We admit regularly to the hospital. The most common admitting diagnoses are acute and chronic encephalopathy, uncontrolled head pain and debilitating fatigue with inability to care for self. The longest hospitalization is 5 months to date. That patient has encephalopathy, seizures and apraxia and is currently awaiting nursing home placement at the age of 37. Medicare/medicaid has to date paid $150,000 to the hospital for her care which has exceeded $250,000 since August 1992. Another patient, age 28 and also on medicare, spent 8 weeks at Emory University Rehabilitation Hospital. During her stay at Emory, she steadily worsened under standard rehabilitation protocols and was eventually transferred to me for an additional 1 month hospitalization. (She has been confined to a wheelchair for 18 months with severe lower extremity extrapyramidal motor neurnon disease.) Both of these cases are summarized in two case reports for your review.

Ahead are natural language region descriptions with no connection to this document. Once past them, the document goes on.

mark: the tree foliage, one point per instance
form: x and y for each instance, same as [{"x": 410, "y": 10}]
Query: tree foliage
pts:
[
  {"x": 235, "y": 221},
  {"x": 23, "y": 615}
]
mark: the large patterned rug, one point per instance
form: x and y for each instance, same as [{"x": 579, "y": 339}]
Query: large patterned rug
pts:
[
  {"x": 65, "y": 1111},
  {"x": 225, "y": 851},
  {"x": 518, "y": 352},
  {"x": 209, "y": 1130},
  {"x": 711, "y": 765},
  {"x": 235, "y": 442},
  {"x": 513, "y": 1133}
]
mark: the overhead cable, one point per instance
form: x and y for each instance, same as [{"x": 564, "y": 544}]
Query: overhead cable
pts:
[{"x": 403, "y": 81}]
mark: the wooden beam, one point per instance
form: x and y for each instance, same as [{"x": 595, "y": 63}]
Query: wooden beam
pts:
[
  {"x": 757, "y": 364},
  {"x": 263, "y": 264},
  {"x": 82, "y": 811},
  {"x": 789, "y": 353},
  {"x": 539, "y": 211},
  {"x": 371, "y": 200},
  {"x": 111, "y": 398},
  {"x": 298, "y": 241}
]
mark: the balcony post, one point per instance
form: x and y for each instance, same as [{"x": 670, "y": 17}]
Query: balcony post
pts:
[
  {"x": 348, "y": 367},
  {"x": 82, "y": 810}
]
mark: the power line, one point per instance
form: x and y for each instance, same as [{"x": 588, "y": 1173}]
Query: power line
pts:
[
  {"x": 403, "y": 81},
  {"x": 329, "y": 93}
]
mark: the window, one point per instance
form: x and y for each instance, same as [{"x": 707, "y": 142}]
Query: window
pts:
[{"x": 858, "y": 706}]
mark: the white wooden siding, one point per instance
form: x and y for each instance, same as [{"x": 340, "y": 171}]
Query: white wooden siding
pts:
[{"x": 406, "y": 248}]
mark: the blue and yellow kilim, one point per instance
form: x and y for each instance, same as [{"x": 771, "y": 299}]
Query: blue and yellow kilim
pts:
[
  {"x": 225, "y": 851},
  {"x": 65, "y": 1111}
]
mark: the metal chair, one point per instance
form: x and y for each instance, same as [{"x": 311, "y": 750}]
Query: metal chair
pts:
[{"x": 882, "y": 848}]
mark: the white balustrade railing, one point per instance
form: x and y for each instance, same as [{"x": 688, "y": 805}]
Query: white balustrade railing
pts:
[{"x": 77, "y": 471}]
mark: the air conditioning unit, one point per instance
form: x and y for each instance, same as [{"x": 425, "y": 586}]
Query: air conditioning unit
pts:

In summary, CFS is an emerging, poorly understood disorder with a distinctive clinical presentation. I am not at all sure that it is as heterogeneous as some would lead you to believe. (I am also not al all sure that much of what I and others have been witnessing since 1980 is necessarily and old disorder. Post-viral syndromes are certainly old and certainly related but most CFS cases are much more distinctive than that. The boundaries of this disorder are certainly vague but htat is true of many otherwise distinctive clinical entities.) This disorder is a socio-economic as well as medical catastrophe that will not end. I believe that government and university clinicians have spent too little time with or thought too narrowly about these patients. This disease is too complex to rely wholly on standard medical orthodoxy to explain it. When in doubt listen to a thousand patients with an open mind. Failing that, then listen to those who have spent countless hours with a thousand patients. Most of us have some wisdom to impart and most of that came from patients.